Each request to the scheduler seeks tokens from the underlying token bucket. If tokens are available, the request gets admitted. If tokens are not readily available, requests are queued, waiting either until tokens become accessible or until a timeout occurs.
This diagram illustrates the working of a scheduler for workload prioritization.
Workload
Workloads group requests based on common Flow Labels. Developers can send the workload parameters as flow labels using Aperture SDKs. The label keys used to identify workloads are configurable. See *_label_key parameters
Alternately, a list of Workloads can be defined inside the Scheduler specification using label matcher rules.
Priority
Priority represents the importance of a request compared to the other requests in the queue. It varies from 0 to any positive number, indicating the urgency level, with higher numbers denoting higher priority. The position of a flow in the queue is computed based on its virtual finish time using the following formula:
The capacity of a service is divided among the workloads based on their priorities. The higher the priority, the larger the share of its capacity. Note that priorities are relative to each other and not absolute. For example, if there are two workloads with priorities 1 and 2, the second workload gets twice the capacity of the first workload. If there are three workloads with priorities 1, 2 and 3, the third workload gets three times the capacity of the first workload.

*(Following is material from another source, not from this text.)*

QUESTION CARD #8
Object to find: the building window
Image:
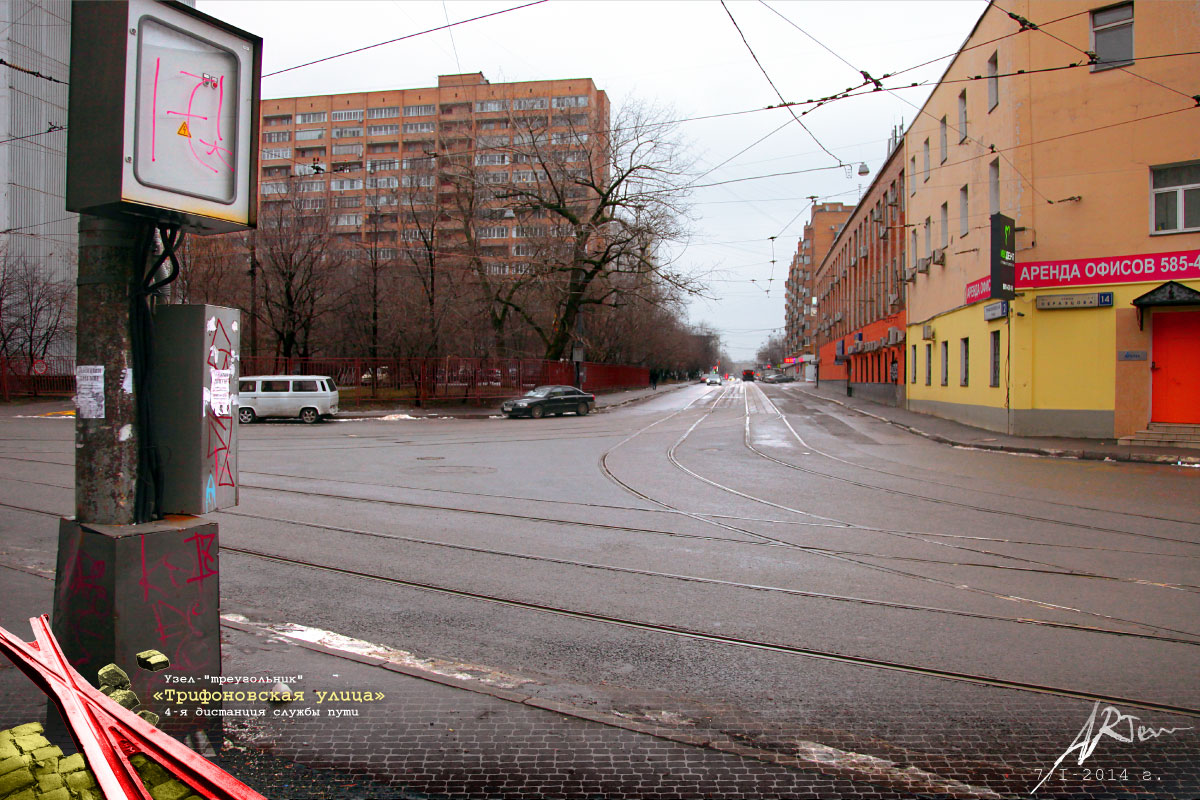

If a certain workload does not have enough requests, the capacity is shared among the other workloads. There is no upfront allocation of capacity to workloads.
Tokens
Tokens represent the cost for admitting a specific request. They can be defined either through request labels or through workload definition inside a policy. If not specified, the default token value is assumed to be 1 for each request, thus representing the number of requests. Estimating tokens accurately for each request helps fairer flow control decisions.
Tokens are determined in the following order of precedence:
- Specified in the flow labels.
- Estimated tokens (see
workload_latency_based_tokens
setting). - Specified in the
Workload.tokens
setting.
Tokens determine the relative allocation of capacity among requests. For example, a request with 4 tokens is the same as 4 requests with 1 token each.
Queue Timeout
The queue timeout is determined by the gRPC timeout provided on the
flowcontrol.v1.Check
call. When a request is made, it
includes a timeout value that specifies the maximum duration the request can
wait in the queue. If the request receives the necessary tokens within this
timeout duration, it is admitted. Otherwise, the timeout expires before the
tokens are available, the request is rejected. Thus, the timeout prevents
requests from waiting excessively long.
Developers can set the gRPC timeout on each startFlow
call. In the case of
middlewares, gRPC timeout is configured statically specific to each middleware
integration, e.g. through Envoy filter.
The timeout can also be configured using the queue_timeout
parameter in the
workload parameters.
The smaller of the two timeouts is used.
Fairness
The requests in a workload at the same priority level are served in a first-in-first-out manner. But that may not be desirable in multi-tenant environments, where a few users or tenants may take up most of the capacity.
Aperture's scheduler can ensure fair usage among users within a workload using a
stochastic fair queuing strategy. Developers can send the fairness key
identifying users or tenants in their app as a flow label. The label for
fairness key is defined in the
Scheduler specification as
fairness_label_key
.
Note that priorities determine relative allocation of capacity among workloads. Fairness ensures equitable allocation of capacity among users within a workload.